What do you do when they all leave? Go tag-along with another cabin.
Part of a CILT counselor's job is to observe the CILTs in action. All afternoon long we join cabin activities to both participate and watch the CILTs involved. We get the best of both worlds- working with 16-year-olds and younger kids at the same time.
The first day that I ever tagged along with a cabin I joined Kickapoo, my friend Sara McSoley's cabin. McSoley is an all-star in the counselor world--her laughter is contagious, she makes every camper feel included and special, and has the power to make any day feel like the best day of your life. I wanted to see her in action on a mud hike. Mary, a longtime camper of mine, was the CILT for this group of Blazer girls and I was so impressed watching her comfort a homesick girl.
I was surprised to find that I immediately connected with Maisy, one of the 10-year-old girls. She talked with me the whole way to the mud pit where Ghost Creek meets the Tippecanoe River. There Maisy, her cabin mates, the counselors, the CILTs and I slathered ourselves with mud. I went to the corner where the smoothest mud slides off of the wall and gathered a handful. Rubbing it on their cheeks and foreheads I gave girls mud facials promising that it was going to make their skin so smooth--it was better than face wash.
Maisy plopped down in the middle of the creek and made a mud angel. She rolled over and squirmed until every bit of her body was covered. I picked up a stick from the ground and stuck it in Maisy's dirty ponytail. It stuck straight up like a feather from an Indian headdress. She went searching for a stick for my hair and came back with a foot long twig. When she attached it my dirt encrusted hair the long stick bobbed every time I moved.
McSoley called, "Boomslam- Kickapoo! Let's go to pop-stop," and we all scrambled out of the mud back up to the trail. Sliding in our slimy Crocs we walked back up to Lake Village to get cold cans of Diet Coke and Orange Fanta. Maisy and I talked in British accents the whole way and named our sticks. (I don't know why but at camp most inanimate objects usually end up getting named. It's strange, but it works.) Her stick was named Imogene and mine was Agatha.

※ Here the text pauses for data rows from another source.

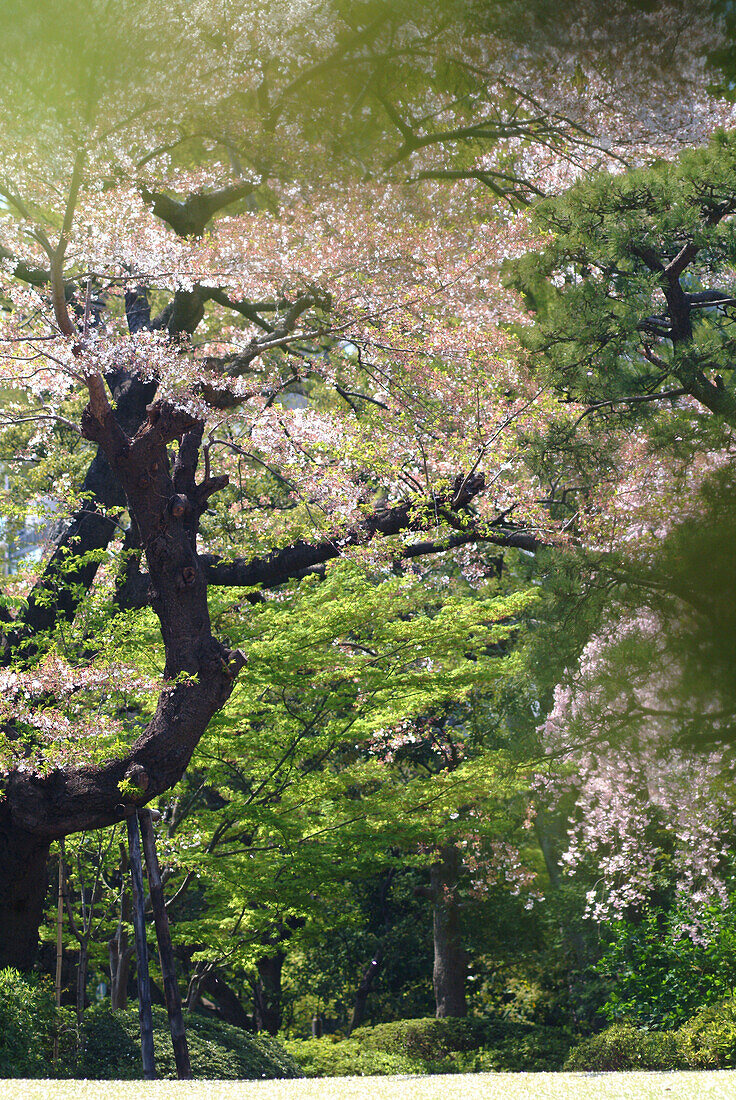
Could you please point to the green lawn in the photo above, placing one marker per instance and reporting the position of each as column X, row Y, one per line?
column 690, row 1086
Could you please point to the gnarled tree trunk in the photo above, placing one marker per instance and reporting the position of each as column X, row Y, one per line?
column 450, row 966
column 23, row 883
column 166, row 506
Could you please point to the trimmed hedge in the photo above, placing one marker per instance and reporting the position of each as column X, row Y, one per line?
column 435, row 1046
column 29, row 1021
column 709, row 1038
column 624, row 1046
column 217, row 1051
column 706, row 1042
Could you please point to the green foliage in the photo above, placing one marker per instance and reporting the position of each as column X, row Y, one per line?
column 217, row 1051
column 623, row 1046
column 28, row 1021
column 435, row 1046
column 659, row 976
column 111, row 1045
column 320, row 1057
column 709, row 1040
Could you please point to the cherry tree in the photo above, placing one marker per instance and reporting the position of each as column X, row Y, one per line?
column 215, row 273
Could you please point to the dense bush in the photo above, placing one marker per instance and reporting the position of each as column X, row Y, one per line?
column 435, row 1046
column 321, row 1057
column 28, row 1024
column 217, row 1051
column 709, row 1040
column 624, row 1046
column 659, row 977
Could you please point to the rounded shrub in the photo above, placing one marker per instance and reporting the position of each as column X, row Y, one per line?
column 709, row 1038
column 460, row 1045
column 217, row 1051
column 624, row 1046
column 28, row 1025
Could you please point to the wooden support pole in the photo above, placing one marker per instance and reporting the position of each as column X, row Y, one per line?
column 59, row 945
column 165, row 948
column 141, row 949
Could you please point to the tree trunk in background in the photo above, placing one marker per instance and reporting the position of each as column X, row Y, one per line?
column 363, row 990
column 267, row 993
column 450, row 963
column 23, row 883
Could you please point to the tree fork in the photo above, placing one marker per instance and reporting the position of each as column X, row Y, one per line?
column 199, row 669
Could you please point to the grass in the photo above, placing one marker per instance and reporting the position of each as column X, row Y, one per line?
column 712, row 1085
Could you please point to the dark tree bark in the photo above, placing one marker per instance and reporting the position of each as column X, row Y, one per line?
column 363, row 990
column 24, row 878
column 450, row 966
column 166, row 506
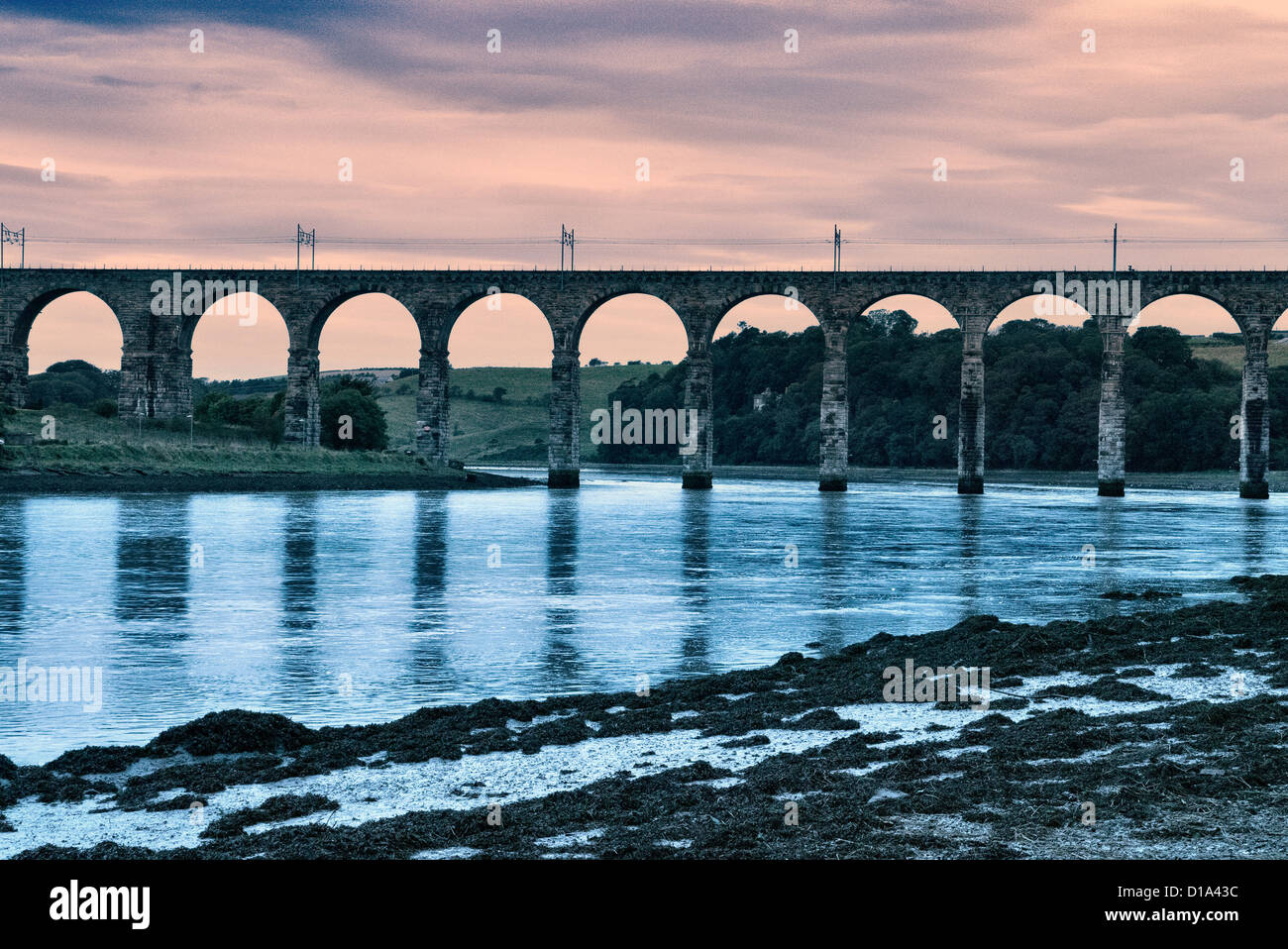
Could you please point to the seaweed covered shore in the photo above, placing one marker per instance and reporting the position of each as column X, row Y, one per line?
column 1163, row 733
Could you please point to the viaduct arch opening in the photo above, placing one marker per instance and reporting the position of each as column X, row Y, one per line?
column 631, row 347
column 65, row 351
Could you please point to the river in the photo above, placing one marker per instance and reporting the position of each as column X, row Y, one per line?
column 360, row 606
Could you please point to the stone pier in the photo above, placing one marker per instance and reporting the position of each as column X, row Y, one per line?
column 1254, row 446
column 970, row 421
column 1112, row 456
column 303, row 397
column 565, row 450
column 697, row 398
column 835, row 411
column 433, row 407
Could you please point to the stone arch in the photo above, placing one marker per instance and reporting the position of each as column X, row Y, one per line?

Buddies at lake time, Maisy and I left Imogene and Agatha in our hair as we blobbed, kayaked, went on the rope swing, and bounced on the Saturn. The lake washed us off as we played but the mud left behind a brown tinge on our skin and a smell that couldn't be ignored. After a trip down the wet willy slides Agatha came out of my hair and sank to the bottom of the Richard G. Marsh lake.
Maisy held onto Imogene the rest of the week. She toted the stick around with her from chapel to clinics to the cabin and campfires. When we crossed paths she would pass Imogene off to me to baby-sit until I saw her again. By the end of the week Imogene had a friendship bracelet, swim band, and duct tape neon green stripe around her middle. Maisy promised to take care of her all year and bring her back the next summer.
Check-in day week one the next summer Maisy ran over to me at dinner flagpole. "Hi Maisy! I was hoping you'd be back this week. How are you?" I said after giving her a hug. She told me that she got a blue band at the swim check and pointed out her new cabin across the circle.
"And guess what?" she asked with her eyes wide. "What?" I said.
"I BROUGHT IMOGENE BACK!" she yelled and pulled out the stick from her back pocket.